WAWASAN KEPEGAWAIAN: PENTINGNYA PAKTA INTEGRITAS

Posted on Updated on

Disaat diperlukannya sebuah komitmen bersama dengan menunjukan itikad baik untuk bertanggungjawab dan menjalankan tugas sesuai dengan ketentuan yang berlaku maka perlu kiranya kita melaksanakan penandatangan pakta integritas.

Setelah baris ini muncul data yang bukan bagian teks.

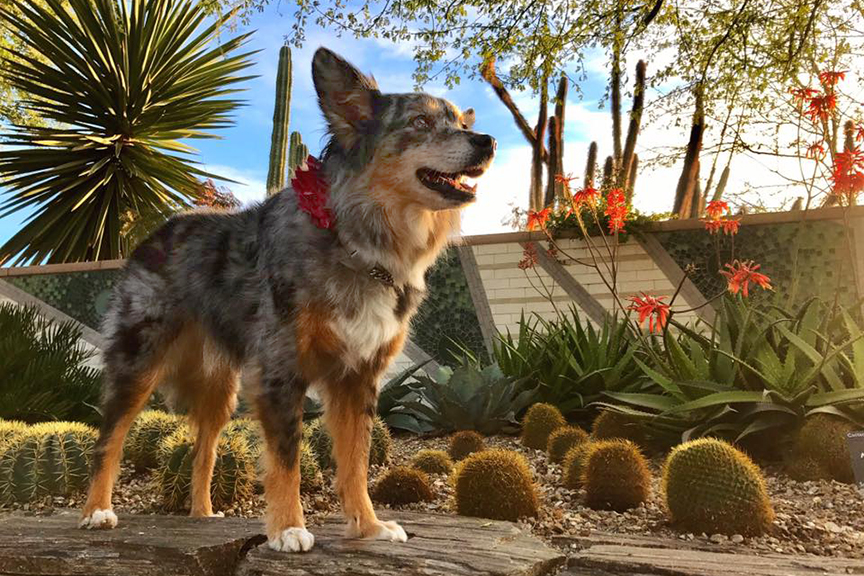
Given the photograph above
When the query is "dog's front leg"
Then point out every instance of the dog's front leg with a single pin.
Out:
(349, 410)
(280, 409)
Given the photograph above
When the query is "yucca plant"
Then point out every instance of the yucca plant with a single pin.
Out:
(122, 85)
(42, 363)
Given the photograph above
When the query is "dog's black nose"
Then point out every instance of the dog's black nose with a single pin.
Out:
(484, 141)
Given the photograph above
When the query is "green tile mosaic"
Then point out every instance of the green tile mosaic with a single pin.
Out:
(82, 295)
(803, 259)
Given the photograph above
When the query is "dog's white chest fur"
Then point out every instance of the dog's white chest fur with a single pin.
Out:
(372, 326)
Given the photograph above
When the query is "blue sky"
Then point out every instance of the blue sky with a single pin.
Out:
(242, 151)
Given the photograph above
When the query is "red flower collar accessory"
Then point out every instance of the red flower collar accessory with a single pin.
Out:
(311, 187)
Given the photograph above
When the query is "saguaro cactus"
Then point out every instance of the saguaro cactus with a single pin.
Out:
(297, 154)
(281, 114)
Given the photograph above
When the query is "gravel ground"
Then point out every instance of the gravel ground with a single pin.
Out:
(821, 518)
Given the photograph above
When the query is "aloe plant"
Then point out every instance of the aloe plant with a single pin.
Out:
(753, 371)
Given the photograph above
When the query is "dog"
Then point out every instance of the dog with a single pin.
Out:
(303, 290)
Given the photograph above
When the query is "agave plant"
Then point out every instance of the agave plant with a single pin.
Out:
(43, 367)
(470, 398)
(122, 84)
(752, 371)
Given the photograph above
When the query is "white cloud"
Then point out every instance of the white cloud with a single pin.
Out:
(248, 186)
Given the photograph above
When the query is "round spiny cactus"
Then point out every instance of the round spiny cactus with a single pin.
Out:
(573, 465)
(49, 459)
(321, 442)
(9, 429)
(610, 424)
(539, 423)
(233, 472)
(401, 486)
(148, 431)
(495, 484)
(615, 476)
(712, 487)
(562, 440)
(464, 443)
(432, 462)
(822, 441)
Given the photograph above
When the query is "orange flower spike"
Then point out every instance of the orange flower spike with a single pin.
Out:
(740, 274)
(538, 219)
(830, 79)
(730, 227)
(616, 210)
(716, 209)
(587, 196)
(651, 308)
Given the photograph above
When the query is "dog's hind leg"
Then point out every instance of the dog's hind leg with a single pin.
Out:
(207, 381)
(279, 402)
(350, 406)
(134, 365)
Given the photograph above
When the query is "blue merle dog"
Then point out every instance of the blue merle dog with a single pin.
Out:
(266, 293)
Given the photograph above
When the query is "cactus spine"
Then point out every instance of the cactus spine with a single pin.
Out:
(281, 113)
(297, 154)
(50, 459)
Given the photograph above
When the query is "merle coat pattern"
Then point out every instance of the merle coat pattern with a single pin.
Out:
(265, 293)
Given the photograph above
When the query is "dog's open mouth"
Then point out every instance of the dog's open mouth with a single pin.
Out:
(458, 186)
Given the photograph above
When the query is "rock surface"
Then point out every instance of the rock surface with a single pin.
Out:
(178, 546)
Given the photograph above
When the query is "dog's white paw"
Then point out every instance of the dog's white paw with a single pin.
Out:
(292, 540)
(99, 520)
(390, 531)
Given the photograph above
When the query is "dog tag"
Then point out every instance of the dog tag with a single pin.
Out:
(856, 453)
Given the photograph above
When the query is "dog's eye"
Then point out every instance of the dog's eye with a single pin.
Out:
(422, 122)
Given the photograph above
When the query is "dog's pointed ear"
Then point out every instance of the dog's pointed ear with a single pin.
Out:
(346, 95)
(468, 118)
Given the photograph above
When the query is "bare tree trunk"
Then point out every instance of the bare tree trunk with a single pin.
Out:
(690, 172)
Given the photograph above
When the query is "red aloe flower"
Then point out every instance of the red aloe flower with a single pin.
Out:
(740, 274)
(716, 208)
(804, 93)
(311, 188)
(816, 151)
(650, 308)
(529, 257)
(820, 107)
(829, 79)
(538, 219)
(730, 227)
(848, 174)
(616, 210)
(587, 196)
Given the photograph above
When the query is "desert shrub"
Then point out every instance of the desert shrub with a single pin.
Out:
(615, 476)
(145, 436)
(48, 459)
(712, 487)
(539, 423)
(821, 452)
(573, 465)
(464, 443)
(562, 440)
(495, 484)
(432, 462)
(402, 485)
(42, 363)
(233, 473)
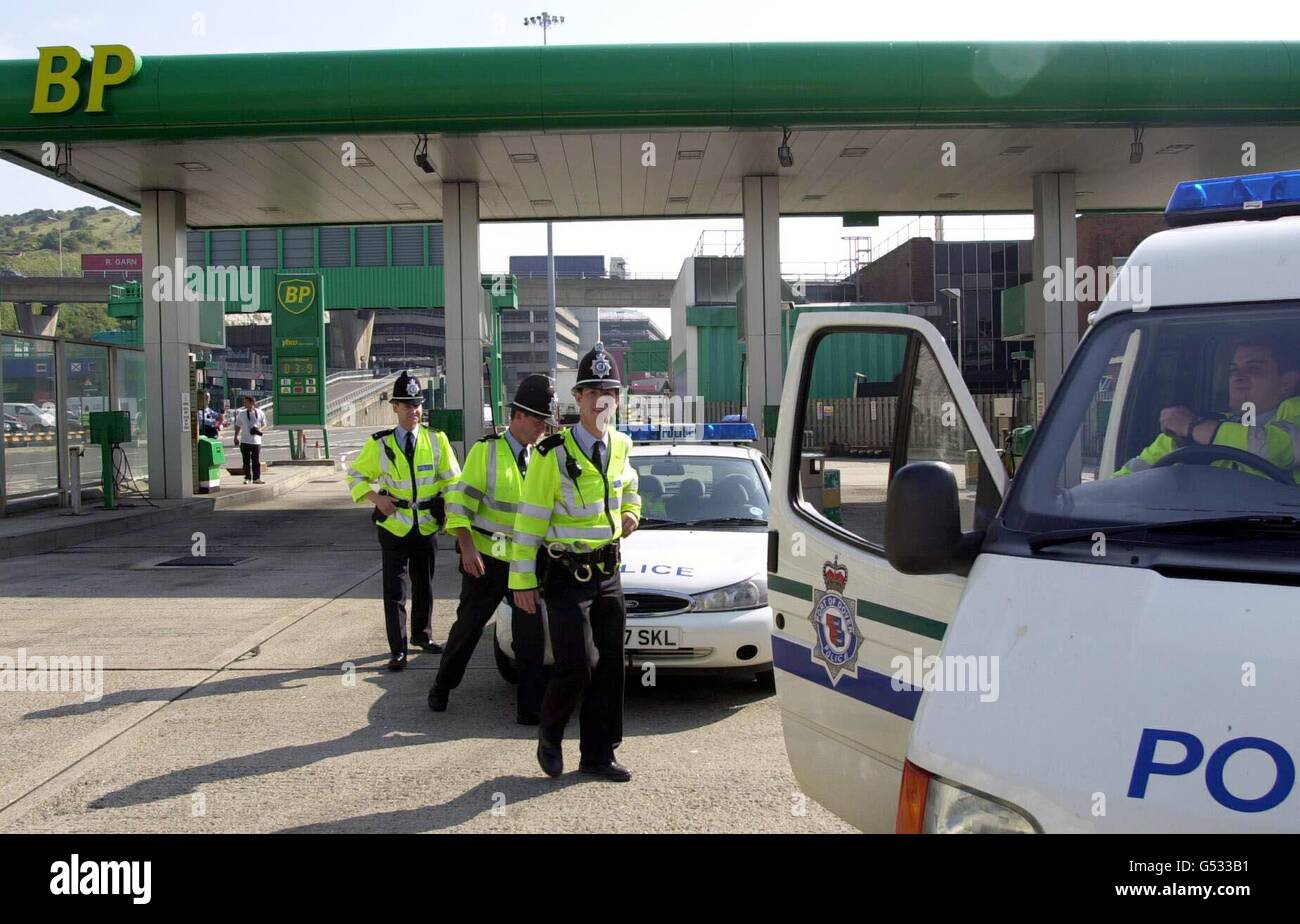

Integritas merupakan mutu, sifat atau keadaan yang menunjukan kesatian yang utuh sehingga memiliki potensi dan kemampuan yang memancarkan kewibawaan dan atau kejujuran. Sedangkan pakta merupakan bentuk perjanjian. Sehingga dapat kita sebut bahwa pakta integritas merupakan pernyataan janji bersama atau komitmen sebagai bentuk kesanggupan untuk patuh terhadap ketentuan yang berlaku. Dokumen tertulis ini biasanya digunakan oleh pihak swata, perusahaan ataupun pemerintah dalam rangka mencegah terjadinya tidakan korupsi.

Penerapan penandatanganan perjanjian ini dalam penyelenggaraan pemerintah merupakan langkah untuk memastikan bahwa aparatur sanggup untuk melaksanakan tugas dan tanggung jawabnya serta peran dan wewenangnya sesuai dengan peraturan perundang-undangan. Selain itu dokumen tersebut merupakan wujud penyelenggraan pemerintah yang akuntabel, transparan dan bertanggungjawab dalam rangka menciptakan pemerintahan yang baik.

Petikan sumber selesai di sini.